Rasa pahit disebabkan oleh sebagian besar senyawa yang secara khusus menyebabkan
sensasi rasa pahit adalah senyawa organik berantai panjang dan senyawa alkaloid. Ada
beberapa senyawa yang pada awalnya manis namun memiliki rasa pahit sesudahnya,
seperti sakarin.
1.8.1 Reseptor Rasa
Reseptor rasa adalah organ yang berbentuk seperti telur pada lapisan permukaan epitel
berbentuk sisik pada lidah. Panjangnya 50-70 µm dan jumlahnya sekitar 900 buah pada
permukaan lidah manusia. Reseptor rasa terletak pada bagian papilla yang terdapat pada
lidah. Ada empat jenis papilla yang diberi nama sesuai dengan bentuknya yaitu filiform,
fungiform, foliate, dan circum vallate.
Masing-masing reseptor rasa tersusun dari kurang lebih 60 sel berbentuk seperti poros
yang ujungnya berkumpul pada sebuah pori-pori kecil yang terletak pada sebagian besar
lapisan bagian atas dari epitel berbentuk sisik. Bagian ujung sel tersebut membentuk
mikrovili yang halus dan panjangnya sekitar 2 µm. Sel-sel pengecap memilki waktu hidup
sekitar 10 hari.
1.8.2 Transmisi Sinyal Rasa
Impuls rasa dari dua pertiga bagian anterior lidah akan melalui saraf cranial ke-5,
kemudian melalui corda tympani ke saraf cranial ke-7 yang dilanjutkan ke tractus
solitaries pada batang otak. Sensasi rasa dari papilla circumvallate pada bagian belakang
lidah dan dari daerah posterior mulut ditransmisikan melalui saraf cranial ke-9 dan juga
melalui tractus solitaries. Sebagian kecil impuls rasa ditransmisikan melalui tractus
solitaries dari dasar lidah dan bagian lain dari bagian pharyngeal melewati saraf vagus.

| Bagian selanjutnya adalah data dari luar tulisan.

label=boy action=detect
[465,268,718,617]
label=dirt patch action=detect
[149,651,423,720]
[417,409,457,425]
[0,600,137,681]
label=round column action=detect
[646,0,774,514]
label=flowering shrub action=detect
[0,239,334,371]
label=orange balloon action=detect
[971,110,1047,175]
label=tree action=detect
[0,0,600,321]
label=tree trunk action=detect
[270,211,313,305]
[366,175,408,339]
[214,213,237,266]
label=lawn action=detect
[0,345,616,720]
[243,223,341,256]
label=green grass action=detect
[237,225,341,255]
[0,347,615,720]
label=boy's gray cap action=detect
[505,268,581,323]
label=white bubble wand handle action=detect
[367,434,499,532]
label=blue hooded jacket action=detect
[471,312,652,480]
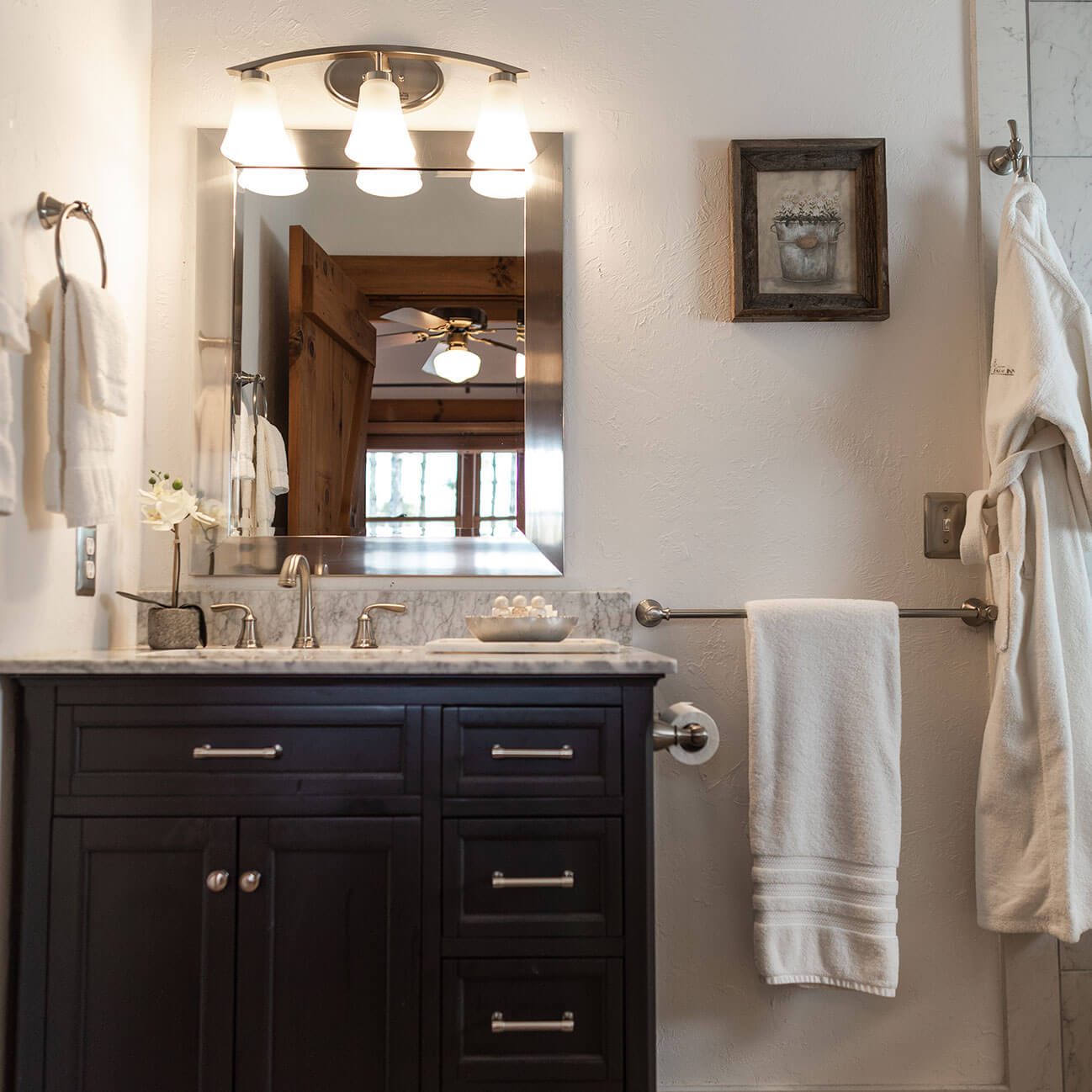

Keseluruhan saraf tersebut akan bersinapsis pada nucleus sensorik saraf, yaitu nucleus
tractus solitaries. Serabut sekunder (susunan neuron ke-2) akan menyilang di batang otak
melalui thalamus, dimana akan terjadi sinapsis dengan susunana neuron ke-3 menuju pusat
rasa yang berada di gyrus post-centralis di lobus parietal.